William Henry Paynter (1901-1976) was a Cornish antiquary and folklorist who specialised in collecting witch-stories and folklore during the 1920s and 1930s: crucial years when beliefs in witches and ill-wishing were in decline in Cornwall. Paynter was an astute observer and a tireless collector of folklore, and his folklore collecting preserved many stories of Cornish witchcraft and cunning-folk that would otherwise have been lost.

Paynter was born in Callington and later lived at Liskeard. He travelled all over Cornwall on what he called his 'Witch Hunt' and was popularly called 'The Cornish Witch-finder' for the novelty of his research. Paynter visited every parish in Cornwall and heard tell stories of witchcraft; he was also witness to many cases of witchery and collected objects associated with witch-beliefs. He was made a bard of the Cornish Gorseth in 1930 in recognition of his work, and took the bardic name 'Whyler Pystry', or 'Searcher Out of Witchcraft.'

Paynter was a prolific writer and published a large number of articles on his findings, which are a vital record of the survival of witch beliefs and practices into the early decades of the twentieth century. He also wrote a book on witchcraft in Cornwall, which was never published. As Paynter wrote before the Second World War, after which so many of the old beliefs in the supernatural collapsed, Paynter's writings may be said to comprise the last significant collection of Cornish folklore; they are a snapshot of what Cornish people actually believed before the modern world intruded upon and largely banished traditional witchcraft beliefs; they also pre-date the rise of modern pagan witchcraft, in the post-war years. Indeed, as an old man in 1969, Paynter wrote a retrospective on the fieldwork he conducted in his youth and could note that "Witchcraft in its traditional form appears to have gone forever."

Due to his work Paynter was regarded as "the eminent Cornish folklorist" and was a familiar figure on Westcountry television and radio. Paynter was also a founder member of the Callington Old Cornwall Society, in 1928, and did much to stimulate interest in Cornwall's past in that part of the Duchy.
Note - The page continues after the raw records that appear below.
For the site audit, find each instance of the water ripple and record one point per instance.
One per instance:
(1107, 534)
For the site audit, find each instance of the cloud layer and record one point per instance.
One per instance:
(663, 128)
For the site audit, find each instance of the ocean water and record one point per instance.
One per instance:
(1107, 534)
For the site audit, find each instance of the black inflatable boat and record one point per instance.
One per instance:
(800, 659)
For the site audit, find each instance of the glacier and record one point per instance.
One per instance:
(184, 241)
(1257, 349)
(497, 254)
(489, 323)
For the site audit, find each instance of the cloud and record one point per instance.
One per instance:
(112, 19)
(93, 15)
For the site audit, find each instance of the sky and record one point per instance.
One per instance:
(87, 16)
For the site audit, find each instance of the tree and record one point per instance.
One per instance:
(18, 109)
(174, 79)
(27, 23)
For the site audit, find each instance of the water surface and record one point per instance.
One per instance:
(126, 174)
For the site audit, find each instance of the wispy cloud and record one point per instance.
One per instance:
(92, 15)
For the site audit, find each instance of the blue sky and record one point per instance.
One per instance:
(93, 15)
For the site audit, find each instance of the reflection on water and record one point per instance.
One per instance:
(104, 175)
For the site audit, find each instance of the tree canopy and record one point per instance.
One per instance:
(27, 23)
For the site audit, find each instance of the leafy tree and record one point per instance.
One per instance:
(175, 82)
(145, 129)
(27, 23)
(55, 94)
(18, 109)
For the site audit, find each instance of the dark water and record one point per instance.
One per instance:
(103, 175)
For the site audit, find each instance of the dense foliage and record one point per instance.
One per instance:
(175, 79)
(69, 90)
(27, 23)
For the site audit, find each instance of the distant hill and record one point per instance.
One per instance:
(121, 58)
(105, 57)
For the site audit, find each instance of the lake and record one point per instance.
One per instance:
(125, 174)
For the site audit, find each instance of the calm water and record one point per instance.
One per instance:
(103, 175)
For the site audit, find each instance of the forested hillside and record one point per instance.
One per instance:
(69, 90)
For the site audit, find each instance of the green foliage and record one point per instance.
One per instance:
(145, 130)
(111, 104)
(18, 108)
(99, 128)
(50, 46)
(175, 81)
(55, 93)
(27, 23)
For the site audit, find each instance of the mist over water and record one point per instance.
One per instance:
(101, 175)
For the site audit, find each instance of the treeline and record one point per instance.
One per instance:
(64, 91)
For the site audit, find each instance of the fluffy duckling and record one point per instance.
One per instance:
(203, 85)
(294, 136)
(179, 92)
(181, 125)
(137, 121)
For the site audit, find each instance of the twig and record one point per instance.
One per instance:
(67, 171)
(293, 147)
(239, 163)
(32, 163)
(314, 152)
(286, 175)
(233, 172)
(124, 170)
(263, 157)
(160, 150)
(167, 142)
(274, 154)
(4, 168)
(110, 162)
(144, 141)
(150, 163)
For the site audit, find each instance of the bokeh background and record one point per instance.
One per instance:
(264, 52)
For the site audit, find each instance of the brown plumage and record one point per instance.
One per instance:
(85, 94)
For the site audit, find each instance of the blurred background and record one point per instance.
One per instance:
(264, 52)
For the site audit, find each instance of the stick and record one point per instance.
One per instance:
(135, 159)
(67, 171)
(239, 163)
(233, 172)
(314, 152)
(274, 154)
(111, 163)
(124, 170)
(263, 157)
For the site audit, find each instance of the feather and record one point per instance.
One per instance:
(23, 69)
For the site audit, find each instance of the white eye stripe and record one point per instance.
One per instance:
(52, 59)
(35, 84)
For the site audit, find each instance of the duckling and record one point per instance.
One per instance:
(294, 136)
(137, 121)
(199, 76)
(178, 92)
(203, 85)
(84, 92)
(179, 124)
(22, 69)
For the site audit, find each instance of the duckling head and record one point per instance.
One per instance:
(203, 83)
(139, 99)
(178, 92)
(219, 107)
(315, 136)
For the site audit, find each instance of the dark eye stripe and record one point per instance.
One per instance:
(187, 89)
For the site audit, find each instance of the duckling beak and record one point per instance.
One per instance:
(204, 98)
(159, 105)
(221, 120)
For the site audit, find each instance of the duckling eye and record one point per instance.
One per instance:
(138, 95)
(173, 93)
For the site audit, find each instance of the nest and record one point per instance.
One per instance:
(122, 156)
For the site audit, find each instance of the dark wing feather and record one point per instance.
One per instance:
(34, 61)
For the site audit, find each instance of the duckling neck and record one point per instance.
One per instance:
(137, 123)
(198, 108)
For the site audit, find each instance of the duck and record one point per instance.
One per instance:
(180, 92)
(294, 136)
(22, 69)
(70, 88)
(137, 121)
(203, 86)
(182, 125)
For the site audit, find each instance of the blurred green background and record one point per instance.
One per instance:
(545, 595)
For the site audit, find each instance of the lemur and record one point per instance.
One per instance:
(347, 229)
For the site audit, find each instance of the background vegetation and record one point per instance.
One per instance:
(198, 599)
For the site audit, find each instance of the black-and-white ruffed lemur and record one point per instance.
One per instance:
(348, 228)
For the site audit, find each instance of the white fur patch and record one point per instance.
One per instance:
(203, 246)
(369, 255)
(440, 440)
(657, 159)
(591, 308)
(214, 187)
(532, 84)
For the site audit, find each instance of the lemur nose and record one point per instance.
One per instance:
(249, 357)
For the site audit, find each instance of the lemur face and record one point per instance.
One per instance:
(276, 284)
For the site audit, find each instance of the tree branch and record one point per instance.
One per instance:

In 1959 Paynter set up the Cornish Museum at East Looe, where he exhibited the collection of Cornish artefacts he spent his life collecting. He included in his displays the charms and witchcraft artefacts he collected on his 'witch hunt', early lighting devices, a section on early transport, another on John Wesley, relics of Cornish mining, a china clay exhibit, a section of an old Cornish kitchen, and many others illustrating how people lived in past generations.